The struggle did not develop in a totally isolated fashion. Workers in other industries, particularly within the public sector, were widely sympathetic to the transit workers. However, the fact that bourgeoisie was able to inflict the incredibly repressive court injunction without repercussion, without workers in other sectors rushing to the support of the transit workers, demonstrates the serious limits for the active expression of solidarity by other workers at the present conjuncture.
The bourgeoisie demonstrated that it had the upper hand through its clever use of the division of labor between the right and left in the union, to derail workers’ combativeness, stymie the strike movement, and leave workers confused and in disarray. The fact that in order to assist this division of labor within the union to be successful the bourgeoisie was forced to grant the transit workers a wage increase larger than the prevailing level in recent years, has been used to foster the illusion that a militant left base unionist movement "pays," and has served as an impetus to base unionist insurgencies in other municipal unions.
The provocative actions of the Giuliani administration in New York City in no way contradict the overall policy of the left in power to seek avoidance of open class struggle, but rather reflects the different approach taken by the right in power on the local level in New York at the City and State governmental levels.
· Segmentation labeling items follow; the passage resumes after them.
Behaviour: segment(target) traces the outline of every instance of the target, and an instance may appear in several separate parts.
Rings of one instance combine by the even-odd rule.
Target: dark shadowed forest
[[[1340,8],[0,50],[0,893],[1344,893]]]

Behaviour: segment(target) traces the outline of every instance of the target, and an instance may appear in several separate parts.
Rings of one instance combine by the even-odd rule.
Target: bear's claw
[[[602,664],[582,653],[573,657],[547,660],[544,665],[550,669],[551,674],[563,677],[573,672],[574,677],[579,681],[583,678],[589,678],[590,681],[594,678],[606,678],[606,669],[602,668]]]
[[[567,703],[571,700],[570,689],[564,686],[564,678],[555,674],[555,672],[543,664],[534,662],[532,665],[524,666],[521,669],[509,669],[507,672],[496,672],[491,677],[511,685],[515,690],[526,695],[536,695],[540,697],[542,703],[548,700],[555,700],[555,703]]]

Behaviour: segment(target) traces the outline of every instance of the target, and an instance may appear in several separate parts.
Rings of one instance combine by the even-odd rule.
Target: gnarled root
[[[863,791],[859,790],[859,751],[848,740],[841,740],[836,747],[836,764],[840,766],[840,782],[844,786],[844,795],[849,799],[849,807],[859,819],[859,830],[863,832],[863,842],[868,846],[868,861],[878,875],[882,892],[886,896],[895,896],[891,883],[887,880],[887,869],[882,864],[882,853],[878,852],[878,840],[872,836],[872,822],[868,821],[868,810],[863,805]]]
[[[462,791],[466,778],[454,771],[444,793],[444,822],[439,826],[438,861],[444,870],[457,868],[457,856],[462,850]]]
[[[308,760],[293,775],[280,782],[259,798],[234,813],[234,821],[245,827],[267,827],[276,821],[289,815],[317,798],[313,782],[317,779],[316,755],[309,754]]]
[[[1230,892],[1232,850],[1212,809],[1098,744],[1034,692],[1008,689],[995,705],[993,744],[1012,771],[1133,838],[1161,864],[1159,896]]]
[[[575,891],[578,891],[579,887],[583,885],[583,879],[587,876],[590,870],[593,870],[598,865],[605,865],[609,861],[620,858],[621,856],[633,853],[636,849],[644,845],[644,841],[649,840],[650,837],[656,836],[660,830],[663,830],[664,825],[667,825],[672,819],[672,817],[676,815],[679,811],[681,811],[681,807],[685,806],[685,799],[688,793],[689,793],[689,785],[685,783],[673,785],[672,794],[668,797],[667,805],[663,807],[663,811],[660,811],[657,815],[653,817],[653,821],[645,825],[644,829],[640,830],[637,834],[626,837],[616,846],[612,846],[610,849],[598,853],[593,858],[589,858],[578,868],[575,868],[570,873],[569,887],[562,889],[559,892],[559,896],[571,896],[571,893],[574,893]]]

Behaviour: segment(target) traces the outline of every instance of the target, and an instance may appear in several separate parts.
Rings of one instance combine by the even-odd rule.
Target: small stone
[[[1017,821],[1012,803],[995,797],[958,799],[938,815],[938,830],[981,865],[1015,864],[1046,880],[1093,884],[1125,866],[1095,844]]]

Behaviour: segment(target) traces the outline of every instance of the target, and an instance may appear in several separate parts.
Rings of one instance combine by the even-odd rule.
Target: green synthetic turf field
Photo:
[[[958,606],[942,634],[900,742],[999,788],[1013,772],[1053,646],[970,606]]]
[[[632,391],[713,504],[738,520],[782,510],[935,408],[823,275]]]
Such provocative actions have not been characteristic of the Clinton government on the national level.
With all its difficulties, the transit struggle was clearly part of the arduous process of a return to class struggle, in which the paramount task at the present moment is the rediscovery of class identity by the working class, a recognition its nature as a class for itself, and development of the self-confidence as a class that will enable workers to begin to reclaim the acquisitions of past experience. Revolutionaries must intervene in this process to expose the bourgeoisie's efforts to stymie the struggle and bolster the base unionists.